Kręcąc kołowrotkiem wyciąga złamaną końcówkę wędki i cały zestaw! Oczywiście bez tego potwora z głębin. Na blanku litery i cyfry: c.w. 50 lbs. Ja mam podobną wędkę! Do tej chwili wydawało mi się, że sprzęt jest dostateczny. A teraz wiem jak bardzo się myliłem. Oboje uważamy że sprawcą naszych strat był z całą pewnością pokażny halibut.  Cóż człowiek przy całej swojej arogancji nie zawsze jest w stanie sprostać przeciwnikowi skrywającemu się w morskich odmętach. Tym razem wygrała ryba.
Trzeba to przyjąć z pokorą! Może następnym razem będzie więcej szczęścia i umiejętności.
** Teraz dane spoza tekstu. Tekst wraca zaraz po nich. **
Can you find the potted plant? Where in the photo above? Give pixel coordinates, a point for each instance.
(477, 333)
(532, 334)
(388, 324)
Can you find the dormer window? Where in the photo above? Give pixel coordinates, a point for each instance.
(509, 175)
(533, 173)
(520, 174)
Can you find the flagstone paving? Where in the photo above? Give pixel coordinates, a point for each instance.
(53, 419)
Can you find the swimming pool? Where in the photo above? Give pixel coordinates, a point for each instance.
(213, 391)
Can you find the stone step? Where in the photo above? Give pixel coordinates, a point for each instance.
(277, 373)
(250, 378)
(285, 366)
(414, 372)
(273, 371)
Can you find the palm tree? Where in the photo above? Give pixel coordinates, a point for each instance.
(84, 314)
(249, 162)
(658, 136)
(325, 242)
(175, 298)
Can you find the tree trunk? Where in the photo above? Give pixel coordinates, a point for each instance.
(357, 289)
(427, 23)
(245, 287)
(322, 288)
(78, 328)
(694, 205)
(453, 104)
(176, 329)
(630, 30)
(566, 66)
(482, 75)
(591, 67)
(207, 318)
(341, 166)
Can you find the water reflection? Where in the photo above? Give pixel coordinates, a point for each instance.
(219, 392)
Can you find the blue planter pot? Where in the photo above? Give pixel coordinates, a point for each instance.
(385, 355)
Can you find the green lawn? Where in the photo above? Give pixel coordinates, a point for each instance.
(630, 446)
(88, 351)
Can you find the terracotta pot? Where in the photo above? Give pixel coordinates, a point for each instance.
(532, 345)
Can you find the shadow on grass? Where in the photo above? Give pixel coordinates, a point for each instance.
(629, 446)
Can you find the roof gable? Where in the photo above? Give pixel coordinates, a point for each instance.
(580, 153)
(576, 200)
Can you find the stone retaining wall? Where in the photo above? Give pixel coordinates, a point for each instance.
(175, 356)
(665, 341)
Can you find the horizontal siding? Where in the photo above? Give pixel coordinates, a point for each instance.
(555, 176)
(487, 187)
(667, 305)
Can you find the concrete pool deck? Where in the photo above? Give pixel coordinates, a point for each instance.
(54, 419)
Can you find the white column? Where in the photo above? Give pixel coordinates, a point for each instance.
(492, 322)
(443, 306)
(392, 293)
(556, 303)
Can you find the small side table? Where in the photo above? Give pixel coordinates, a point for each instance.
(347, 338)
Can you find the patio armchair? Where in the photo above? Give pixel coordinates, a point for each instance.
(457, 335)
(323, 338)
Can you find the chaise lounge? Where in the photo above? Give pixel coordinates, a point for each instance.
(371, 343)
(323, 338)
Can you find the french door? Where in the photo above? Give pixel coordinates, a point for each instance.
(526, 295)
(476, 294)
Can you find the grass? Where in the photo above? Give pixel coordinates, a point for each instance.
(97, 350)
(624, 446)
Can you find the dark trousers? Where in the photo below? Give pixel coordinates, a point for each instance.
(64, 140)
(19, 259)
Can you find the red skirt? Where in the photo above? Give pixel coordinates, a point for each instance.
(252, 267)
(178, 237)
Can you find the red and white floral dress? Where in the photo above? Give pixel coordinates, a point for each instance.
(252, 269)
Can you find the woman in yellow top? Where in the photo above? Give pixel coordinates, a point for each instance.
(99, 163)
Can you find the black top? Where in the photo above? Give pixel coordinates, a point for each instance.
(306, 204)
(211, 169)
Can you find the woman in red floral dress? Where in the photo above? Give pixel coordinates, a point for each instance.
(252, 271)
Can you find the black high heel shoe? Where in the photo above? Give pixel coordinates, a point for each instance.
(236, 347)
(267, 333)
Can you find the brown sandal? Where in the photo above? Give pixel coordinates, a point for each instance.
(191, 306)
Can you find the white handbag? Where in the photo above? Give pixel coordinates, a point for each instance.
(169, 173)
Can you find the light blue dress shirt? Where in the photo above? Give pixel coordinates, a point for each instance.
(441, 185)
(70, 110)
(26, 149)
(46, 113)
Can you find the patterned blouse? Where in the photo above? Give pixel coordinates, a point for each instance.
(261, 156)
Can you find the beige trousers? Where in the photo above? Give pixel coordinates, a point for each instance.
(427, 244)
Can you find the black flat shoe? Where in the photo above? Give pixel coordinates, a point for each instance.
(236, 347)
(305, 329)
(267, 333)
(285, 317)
Norwegia Helnessund 2011 086

Łowimy rożne odmiany dorszy – rdzawce, oraz tzw. czerwonego dorsza. Udało się nam nawet wyholować z głębin kilka razy nie wielkie karmazyny. Jesteśmy światkami jak kilka metrów od naszej łodzi, ataku orła na pływającą przy powierzchni rybę .
Prawie jak bym oglądał film na National Geographic.  W przerwach po między pływami Oceanu, czekając na przypływ łowimy ryby z brzegu. Od czasu do czasu trafia się okazały dorsz. Tubylcy nie bardzo są skłonni uwierzyć iż dorsze można łowić trochę bardziej finezyjnie.  
Wszyscy tu i my również wypływając na ryby używamy, grubych plecionek np. 0.30 i żyłek o średnicy przynajmniej 0.80 mm i grubsze. Kije przypominają bardziej sztywne pały nie wędki w naszym rozumieniu ( wędkarzy lądowych ).
A i tak ryby nie raz, wygrywają to emocjonujące przeciąganie liny. Już wiem, że aby pokonać dorodnego halibuta trzeba się odpowiednio przygotować i dysponować sprzętem do wyciągania „ łodzi podwodnych „!  Wyprawa bardzo udana. Obfitość ryb powoduje zamęt w głowie. Jedno wiem na pewno! Wrócę tu najszybciej jak tylko się da!
Może następnym razem uda się pokonać Wielką Rybę!